It has been reported that more than half of smartphone video viewers use video to help them decide on a product and YouTube was their preferred go-to-site to get information about a brand or product. A Google mobile in-store study highlighted how these videos are beginning to replace the role of the shop assistant as one in three shoppers prefer to use a smartphone to find out extra information on a product rather than ask an employee for help.
Google upped the ante for the importance of mobile optimised websites back in April 2015 when they changed the algorithm giving preference to mobile optimised pages in mobile search results. There have been further updates including May 2016 when Google announced there was a boost to the mobile-friendly algorithm.

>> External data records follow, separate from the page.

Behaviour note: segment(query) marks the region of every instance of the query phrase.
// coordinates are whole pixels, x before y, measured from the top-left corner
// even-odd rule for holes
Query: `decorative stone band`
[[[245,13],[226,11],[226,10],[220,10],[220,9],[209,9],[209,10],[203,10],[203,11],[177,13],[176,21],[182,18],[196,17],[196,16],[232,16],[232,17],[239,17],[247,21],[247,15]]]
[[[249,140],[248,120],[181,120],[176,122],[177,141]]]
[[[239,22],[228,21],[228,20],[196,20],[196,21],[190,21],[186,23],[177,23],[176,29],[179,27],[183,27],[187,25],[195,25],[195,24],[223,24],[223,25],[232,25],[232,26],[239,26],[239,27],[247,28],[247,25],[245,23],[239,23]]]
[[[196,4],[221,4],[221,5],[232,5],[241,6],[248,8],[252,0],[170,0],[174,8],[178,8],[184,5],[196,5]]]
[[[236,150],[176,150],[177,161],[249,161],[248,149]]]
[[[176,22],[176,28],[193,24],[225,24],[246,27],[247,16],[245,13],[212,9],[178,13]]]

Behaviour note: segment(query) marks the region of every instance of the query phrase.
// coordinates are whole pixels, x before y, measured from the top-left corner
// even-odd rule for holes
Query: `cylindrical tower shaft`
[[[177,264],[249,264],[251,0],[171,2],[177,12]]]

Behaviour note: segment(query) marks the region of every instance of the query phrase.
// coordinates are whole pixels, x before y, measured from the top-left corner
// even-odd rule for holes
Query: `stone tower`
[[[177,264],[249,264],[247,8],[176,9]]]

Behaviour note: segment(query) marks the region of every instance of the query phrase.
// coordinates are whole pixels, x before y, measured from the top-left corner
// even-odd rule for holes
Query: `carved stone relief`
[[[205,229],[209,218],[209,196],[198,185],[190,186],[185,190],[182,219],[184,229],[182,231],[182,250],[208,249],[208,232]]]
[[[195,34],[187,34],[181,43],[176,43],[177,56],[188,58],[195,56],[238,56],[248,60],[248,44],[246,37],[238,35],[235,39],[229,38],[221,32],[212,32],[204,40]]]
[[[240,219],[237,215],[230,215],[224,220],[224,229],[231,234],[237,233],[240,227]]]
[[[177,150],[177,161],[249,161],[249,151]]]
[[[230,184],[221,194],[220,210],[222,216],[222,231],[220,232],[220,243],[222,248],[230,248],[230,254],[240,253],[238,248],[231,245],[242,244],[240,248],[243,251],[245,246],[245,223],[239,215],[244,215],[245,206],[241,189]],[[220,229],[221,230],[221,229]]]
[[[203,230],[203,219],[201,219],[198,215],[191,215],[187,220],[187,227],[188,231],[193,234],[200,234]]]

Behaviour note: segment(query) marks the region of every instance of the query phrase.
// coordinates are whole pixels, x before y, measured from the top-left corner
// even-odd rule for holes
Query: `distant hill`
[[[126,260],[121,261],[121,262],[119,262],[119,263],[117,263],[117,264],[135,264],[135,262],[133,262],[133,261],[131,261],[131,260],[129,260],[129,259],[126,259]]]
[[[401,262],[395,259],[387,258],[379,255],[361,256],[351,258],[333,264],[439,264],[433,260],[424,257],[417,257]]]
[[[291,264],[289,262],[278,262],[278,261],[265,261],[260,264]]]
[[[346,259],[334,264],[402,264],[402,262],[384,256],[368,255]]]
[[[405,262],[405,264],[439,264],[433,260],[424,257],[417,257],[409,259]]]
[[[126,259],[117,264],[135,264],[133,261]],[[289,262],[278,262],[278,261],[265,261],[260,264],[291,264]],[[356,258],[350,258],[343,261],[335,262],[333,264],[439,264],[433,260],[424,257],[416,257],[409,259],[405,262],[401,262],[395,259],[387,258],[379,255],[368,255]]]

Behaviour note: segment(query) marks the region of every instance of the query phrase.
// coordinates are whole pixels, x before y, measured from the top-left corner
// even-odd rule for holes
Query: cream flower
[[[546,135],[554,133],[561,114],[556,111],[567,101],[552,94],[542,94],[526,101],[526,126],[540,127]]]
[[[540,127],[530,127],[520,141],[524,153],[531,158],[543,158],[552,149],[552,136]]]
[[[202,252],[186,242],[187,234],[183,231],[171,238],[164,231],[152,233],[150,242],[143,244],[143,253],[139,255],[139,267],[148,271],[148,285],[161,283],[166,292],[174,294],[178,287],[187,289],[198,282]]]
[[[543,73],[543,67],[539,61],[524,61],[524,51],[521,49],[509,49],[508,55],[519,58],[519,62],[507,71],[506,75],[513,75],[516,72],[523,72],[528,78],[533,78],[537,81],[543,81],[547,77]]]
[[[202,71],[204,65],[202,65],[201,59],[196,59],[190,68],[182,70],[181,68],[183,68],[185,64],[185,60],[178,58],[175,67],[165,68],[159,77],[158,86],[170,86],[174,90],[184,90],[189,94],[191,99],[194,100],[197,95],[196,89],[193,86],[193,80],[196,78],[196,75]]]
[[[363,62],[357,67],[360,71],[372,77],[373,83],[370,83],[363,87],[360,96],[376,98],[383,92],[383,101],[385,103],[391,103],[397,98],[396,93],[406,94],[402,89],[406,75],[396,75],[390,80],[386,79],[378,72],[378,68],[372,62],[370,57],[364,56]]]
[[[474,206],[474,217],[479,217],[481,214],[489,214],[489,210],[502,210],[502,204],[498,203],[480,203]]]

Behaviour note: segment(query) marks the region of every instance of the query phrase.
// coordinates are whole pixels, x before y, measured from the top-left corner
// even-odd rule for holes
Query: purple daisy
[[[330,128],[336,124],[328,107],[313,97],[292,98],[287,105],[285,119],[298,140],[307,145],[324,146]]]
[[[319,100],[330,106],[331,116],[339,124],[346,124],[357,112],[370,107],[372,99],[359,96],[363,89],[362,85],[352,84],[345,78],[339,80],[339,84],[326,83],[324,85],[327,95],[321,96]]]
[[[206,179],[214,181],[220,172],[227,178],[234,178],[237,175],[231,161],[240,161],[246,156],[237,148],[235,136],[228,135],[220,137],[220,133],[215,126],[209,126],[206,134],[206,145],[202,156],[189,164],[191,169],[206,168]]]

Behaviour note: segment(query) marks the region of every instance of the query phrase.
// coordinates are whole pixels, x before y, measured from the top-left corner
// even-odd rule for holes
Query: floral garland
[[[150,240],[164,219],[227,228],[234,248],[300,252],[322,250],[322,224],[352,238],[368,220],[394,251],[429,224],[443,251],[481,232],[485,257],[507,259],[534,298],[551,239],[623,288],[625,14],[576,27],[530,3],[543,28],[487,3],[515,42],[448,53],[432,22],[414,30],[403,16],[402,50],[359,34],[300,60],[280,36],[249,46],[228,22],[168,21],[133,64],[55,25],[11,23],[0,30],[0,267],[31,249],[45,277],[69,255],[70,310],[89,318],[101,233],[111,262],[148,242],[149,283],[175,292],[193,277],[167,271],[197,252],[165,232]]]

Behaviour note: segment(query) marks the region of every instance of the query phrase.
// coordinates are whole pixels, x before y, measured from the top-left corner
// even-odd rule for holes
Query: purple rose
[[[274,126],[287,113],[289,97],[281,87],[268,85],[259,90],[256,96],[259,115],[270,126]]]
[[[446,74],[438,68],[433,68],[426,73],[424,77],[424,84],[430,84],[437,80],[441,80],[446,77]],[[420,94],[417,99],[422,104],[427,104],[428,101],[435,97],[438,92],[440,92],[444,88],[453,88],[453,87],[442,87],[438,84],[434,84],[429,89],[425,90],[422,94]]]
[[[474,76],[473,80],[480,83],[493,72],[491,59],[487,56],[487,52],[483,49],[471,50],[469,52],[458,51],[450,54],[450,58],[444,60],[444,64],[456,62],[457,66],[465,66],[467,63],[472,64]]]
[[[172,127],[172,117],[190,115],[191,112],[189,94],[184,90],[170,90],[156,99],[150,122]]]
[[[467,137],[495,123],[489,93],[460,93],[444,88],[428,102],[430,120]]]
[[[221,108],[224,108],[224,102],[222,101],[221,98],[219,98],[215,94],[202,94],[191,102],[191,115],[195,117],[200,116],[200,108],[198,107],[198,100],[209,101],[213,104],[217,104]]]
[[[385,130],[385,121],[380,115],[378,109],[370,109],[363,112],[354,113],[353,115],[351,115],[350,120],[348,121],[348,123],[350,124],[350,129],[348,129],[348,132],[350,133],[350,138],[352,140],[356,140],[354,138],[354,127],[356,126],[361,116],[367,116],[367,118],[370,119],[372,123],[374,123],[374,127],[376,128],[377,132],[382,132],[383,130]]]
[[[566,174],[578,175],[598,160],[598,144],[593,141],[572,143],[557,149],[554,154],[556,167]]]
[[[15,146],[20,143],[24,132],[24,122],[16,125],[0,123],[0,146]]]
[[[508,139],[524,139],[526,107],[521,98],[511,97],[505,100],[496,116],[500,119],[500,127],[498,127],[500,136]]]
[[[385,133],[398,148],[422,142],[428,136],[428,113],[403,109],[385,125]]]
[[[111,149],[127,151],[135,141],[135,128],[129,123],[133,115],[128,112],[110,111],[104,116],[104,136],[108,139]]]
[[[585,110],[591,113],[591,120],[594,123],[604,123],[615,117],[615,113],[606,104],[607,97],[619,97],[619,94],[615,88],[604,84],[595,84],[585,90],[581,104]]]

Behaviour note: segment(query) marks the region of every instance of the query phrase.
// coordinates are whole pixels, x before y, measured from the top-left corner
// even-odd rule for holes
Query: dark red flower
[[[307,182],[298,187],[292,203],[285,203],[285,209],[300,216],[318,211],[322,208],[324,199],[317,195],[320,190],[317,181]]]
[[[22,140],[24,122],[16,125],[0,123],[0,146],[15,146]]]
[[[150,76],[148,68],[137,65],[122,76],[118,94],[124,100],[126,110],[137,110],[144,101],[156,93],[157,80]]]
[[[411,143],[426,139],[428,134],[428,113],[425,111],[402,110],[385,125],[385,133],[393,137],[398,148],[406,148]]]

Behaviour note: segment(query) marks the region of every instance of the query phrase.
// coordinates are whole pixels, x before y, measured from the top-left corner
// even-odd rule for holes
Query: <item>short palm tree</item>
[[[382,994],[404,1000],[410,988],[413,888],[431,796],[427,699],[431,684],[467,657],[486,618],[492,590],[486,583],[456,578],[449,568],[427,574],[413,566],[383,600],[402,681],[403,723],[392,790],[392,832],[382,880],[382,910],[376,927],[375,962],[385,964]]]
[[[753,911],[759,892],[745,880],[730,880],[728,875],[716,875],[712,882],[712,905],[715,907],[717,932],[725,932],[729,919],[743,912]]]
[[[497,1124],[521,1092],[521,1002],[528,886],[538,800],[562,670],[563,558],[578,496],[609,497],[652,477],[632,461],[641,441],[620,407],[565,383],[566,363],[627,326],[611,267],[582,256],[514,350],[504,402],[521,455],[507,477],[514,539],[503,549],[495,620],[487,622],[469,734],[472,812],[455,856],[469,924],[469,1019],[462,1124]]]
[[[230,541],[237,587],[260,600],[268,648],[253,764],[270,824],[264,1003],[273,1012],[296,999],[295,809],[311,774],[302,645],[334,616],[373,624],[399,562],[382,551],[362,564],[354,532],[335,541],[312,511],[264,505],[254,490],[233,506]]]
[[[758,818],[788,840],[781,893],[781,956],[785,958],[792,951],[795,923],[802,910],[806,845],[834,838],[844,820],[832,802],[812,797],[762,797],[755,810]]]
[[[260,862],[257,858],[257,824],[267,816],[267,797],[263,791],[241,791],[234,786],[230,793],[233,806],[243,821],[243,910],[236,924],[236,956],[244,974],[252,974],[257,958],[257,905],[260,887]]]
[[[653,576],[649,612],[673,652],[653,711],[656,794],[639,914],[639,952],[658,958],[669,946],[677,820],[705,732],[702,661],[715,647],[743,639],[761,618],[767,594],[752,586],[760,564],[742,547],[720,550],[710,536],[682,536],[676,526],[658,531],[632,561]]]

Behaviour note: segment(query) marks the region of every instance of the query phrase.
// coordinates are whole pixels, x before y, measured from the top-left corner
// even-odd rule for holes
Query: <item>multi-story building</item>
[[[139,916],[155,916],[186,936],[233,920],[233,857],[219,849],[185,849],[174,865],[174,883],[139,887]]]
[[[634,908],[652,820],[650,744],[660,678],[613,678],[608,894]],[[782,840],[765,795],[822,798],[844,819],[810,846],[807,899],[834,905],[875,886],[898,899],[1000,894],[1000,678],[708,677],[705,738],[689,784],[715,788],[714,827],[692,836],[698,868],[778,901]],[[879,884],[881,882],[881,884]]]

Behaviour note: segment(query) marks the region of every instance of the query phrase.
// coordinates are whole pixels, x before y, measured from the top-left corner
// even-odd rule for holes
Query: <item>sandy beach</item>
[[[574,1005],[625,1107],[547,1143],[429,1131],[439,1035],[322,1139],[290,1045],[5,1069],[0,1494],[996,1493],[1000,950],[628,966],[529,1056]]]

Facebook video a hit without the sound
Facebook has also seen a large growth in video use. In April 2015 Facebook reached 4 billion video views, which means four times as many videos were watched over the last year, and 75% of these were viewed on mobile by 25-44-year-olds.
It has been said however that 85% of video is watched without sound according to a number of publishers. This is a key reason for so many videos also having subtitles so that users can consume the information without the need for sound. As Facebook feeds are inundated with videos it has become the norm to watch many of these during work/school hours so keeping the sound off is often the most practical way.
The ‘How To’ trend
A typical video is the ‘unboxing’ video where a user unboxes a purchased item and talks about their immediate experience, which helps the consumer who is deciding on a product to quickly predict the experience of ownership.
Over a hundred million hours of how-to videos have been watched on YouTube in North America in 2015, most of which was done by millennials on mobiles. Additionally, 30% of 18-34-year-olds buy something after watching a how-to video, at the same time YouTube reaches 18-24yr olds more than any other cable network in the U.S every month.
With YouTube having over a billion users which is almost a third of all internet users globally and generating billions of views, it stands to reason that this is a platform with both ample opportunities for advertising and brand exposure.
During an ‘I-want-to-do’ micro-moment, 91% of smartphone users will reach for their devices for inspiration to complete a task. The most popular topics of I-want-to-dos are home improvement, cooking, and beauty.
To win users in these moments, brands are racing to create a range of how-to content for their products to drive sales.
Google has even set up a how-to-do a how-to for marketers, by focusing on what brands are doing to succeed:
• Identify moments of need across a consumer journey
• Focus on what people want to learn
• Discover when the how-to searches are being done to discover popular times of the day/week/year
• Use topic targeting to describe and label videos
• Measure user actions with Google Brand Lift
You can find out more about optimising your site for mobile and improving mobile SEO on Google’s developer pages.
There has never been a more important time to be optimising your website for mobile. As consumers reach for their phones to look for answers, if brands can meet their expectations with a relevant choice of videos, then they will be victors of the micro-moments.